Ivan Kaspersky is the son of Yevgeny "Eugene" Kaspersky, the CEO and co-founder of Russian security company Kaspersky Lab. The younger Kaspersky was kidnapped April 19 on the way to InfoWatch, where he had a computer programming internship.

"Ivan is alive and well and is currently located at a safe location," the company said in its official statement.

Five individuals were detained in the April 24 raid, including the leader, who was a "professional kidnapper," according to RiaNovosti, a Russian news site. The Moscow City Court authorized their arrest on April 25, meaning the five suspects will be kept in custody while investigators decide whether to press kidnapping charges, which can carry up to 15 to 20 years in prison.

Kaspersky Lab's own security personnel also participated in the raid, according to the company.

The suspected ringleader, Nikolai Savelyev, and his wife Lyudmila Savelyev, decided to kidnap the son to pay off a bank loan, The Moscow Times reported. They held Kaskersky in a "banya," a Russian steam bath, near their home on the outskirts of Moscow. When they contacted Yevgeny Kaspersky by cell phone, investigators traced the call to the gang members, which included Savelyev's son and two friends.

Officers posing as middlemen carrying a down payment on the ransom lured the kidnappers to a meeting, according to the Interfax news agency. Their cars, a Lexus RX300 and Mercedes, were stopped by traffic police at one of the check points under the guise of a routine document inspection, a police source told Interfax.

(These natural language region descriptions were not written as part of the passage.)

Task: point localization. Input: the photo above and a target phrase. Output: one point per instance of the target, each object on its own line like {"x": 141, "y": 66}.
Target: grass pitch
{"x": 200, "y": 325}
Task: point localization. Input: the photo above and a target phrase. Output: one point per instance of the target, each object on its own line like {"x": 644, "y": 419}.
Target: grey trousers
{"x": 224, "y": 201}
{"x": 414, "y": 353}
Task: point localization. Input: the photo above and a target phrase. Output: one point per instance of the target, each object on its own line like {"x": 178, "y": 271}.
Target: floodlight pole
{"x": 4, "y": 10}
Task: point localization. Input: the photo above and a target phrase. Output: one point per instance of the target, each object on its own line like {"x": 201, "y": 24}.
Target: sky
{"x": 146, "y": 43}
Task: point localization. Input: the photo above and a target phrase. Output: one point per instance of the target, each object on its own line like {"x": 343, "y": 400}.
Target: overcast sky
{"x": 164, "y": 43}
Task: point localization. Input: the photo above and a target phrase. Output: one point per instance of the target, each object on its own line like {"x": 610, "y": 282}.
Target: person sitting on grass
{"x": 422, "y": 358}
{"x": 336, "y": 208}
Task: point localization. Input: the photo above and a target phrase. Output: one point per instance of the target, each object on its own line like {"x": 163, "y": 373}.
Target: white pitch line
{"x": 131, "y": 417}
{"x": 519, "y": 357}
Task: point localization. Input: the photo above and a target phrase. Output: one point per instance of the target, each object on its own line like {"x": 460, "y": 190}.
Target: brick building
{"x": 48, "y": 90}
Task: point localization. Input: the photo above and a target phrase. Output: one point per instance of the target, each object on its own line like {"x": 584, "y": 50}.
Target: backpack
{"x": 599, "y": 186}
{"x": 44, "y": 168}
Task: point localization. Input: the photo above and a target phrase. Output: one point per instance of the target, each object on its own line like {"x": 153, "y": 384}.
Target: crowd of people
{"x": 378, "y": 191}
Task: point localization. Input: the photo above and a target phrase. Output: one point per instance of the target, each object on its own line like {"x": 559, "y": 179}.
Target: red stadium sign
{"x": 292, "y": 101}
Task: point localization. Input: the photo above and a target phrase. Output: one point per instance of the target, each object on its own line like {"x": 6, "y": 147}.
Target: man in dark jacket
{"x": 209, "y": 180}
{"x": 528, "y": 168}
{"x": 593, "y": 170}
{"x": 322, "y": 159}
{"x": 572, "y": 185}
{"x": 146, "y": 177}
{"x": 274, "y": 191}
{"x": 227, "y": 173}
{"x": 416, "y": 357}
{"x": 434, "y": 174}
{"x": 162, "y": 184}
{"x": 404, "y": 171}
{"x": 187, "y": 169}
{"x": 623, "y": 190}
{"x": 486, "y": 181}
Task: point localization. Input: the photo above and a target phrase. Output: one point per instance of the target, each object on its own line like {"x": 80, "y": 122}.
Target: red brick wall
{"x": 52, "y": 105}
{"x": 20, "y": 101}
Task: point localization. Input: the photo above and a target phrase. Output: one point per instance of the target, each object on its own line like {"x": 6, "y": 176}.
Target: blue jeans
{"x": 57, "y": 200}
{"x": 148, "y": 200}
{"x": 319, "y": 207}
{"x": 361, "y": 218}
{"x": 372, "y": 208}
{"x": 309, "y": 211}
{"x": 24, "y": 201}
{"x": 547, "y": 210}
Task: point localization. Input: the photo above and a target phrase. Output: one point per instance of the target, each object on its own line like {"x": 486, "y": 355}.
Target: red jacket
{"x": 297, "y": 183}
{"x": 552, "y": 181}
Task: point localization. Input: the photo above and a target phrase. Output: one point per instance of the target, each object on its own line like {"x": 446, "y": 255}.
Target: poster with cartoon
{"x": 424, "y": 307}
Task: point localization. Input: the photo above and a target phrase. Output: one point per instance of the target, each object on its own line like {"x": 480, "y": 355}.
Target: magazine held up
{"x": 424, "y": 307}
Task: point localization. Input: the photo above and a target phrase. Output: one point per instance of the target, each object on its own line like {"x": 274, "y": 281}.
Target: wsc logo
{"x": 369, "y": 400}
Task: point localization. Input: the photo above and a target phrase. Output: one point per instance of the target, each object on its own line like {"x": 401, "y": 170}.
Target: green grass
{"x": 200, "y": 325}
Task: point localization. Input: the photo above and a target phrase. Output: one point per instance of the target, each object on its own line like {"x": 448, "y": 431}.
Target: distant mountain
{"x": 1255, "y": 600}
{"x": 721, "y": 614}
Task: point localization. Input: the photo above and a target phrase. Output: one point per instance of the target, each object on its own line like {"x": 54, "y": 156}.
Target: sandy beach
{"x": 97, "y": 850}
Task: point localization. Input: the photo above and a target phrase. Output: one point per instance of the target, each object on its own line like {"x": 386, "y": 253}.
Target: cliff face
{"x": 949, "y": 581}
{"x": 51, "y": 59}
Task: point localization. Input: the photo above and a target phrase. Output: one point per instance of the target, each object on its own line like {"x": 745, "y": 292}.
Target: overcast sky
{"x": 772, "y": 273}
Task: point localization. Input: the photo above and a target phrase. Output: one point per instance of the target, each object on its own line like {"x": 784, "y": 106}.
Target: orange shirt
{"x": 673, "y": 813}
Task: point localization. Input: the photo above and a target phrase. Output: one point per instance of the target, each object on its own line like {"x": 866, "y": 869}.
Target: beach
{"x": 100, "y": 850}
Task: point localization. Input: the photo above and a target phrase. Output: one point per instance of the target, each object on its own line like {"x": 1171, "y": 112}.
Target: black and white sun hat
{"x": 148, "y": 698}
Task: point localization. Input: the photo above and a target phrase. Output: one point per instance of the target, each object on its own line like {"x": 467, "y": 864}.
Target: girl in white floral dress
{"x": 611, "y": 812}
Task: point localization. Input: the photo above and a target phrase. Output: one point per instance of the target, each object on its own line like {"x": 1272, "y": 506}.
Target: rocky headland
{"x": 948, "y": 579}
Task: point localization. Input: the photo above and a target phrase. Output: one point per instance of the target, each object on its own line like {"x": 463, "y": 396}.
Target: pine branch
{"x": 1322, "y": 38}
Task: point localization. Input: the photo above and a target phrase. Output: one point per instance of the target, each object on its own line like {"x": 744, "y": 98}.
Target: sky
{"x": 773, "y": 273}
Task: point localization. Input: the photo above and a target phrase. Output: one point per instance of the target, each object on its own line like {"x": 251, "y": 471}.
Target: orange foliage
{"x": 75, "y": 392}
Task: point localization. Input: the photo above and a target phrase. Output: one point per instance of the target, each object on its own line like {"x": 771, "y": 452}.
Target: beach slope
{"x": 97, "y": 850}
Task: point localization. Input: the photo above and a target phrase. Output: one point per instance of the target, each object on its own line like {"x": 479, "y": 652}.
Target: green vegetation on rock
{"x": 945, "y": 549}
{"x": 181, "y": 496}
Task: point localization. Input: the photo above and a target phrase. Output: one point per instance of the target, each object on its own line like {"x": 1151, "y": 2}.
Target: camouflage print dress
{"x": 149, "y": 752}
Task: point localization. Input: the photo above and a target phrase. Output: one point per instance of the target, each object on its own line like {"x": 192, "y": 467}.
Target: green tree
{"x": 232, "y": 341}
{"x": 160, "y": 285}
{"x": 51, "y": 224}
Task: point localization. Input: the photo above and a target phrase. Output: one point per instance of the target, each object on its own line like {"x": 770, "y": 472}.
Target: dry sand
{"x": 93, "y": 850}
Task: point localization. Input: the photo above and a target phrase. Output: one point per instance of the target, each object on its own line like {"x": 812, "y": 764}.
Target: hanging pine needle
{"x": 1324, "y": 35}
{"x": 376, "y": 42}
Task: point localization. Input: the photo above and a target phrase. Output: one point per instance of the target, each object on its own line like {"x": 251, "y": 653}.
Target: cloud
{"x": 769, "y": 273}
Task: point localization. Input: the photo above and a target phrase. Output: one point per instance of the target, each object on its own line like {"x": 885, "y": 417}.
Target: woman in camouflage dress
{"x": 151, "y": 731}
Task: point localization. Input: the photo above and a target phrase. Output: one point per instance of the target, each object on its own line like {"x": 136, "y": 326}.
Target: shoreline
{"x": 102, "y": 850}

While the document inspection was in progress, other officials raided the banya to free the hostage.

"Police officers working on the case were astonished with how stupid and audacious the kidnapping was," a police official told Interfax.

Kidnappers reportedly had demanded $4.3 million. Forbes Russia recently estimated Yevgeny Kaspersky to be worth approximately $800 million.

Despite claims in LifeNews last week about a ransom being paid, Kaspersky Lab said there was no ransom paid to the kidnappers. The company had originally requested that the media stop speculating about the kidnapping because it was a "distraction" to the business.

The Federal Security Service was originally negotiating with kidnappers when media reports speculating about the investigation emerged, "posing a threat to Kaspersky junior's life," according to a RiaNovosti article. Some of the conflicting information, such as Kaspersky not coopering with the police and that the ransom had been paid, was spread by the police intentionally, investigators said.

The kidnappers allegedly gathered information about Kaspersky online, such as the fact that he had no bodyguards. Among other personal information, Ivan Kaspersky had listed his full address on the social network Vkontakte.ru, according to The Moscow Times. The privacy settings on the page have since been changed so the address is no longer readily available, according to the paper.

There is a disconnect in how people operate on the Web and what they consider risky behavior, Thomas Oscherwitz, chief privacy officer for ID Analytics, told eWEEK. They don't think about how the information posted on social networking sites can be used against them in real life, according to Osherwitz. All is not lost, however, as Oscherwitz said people are "beginning to get it."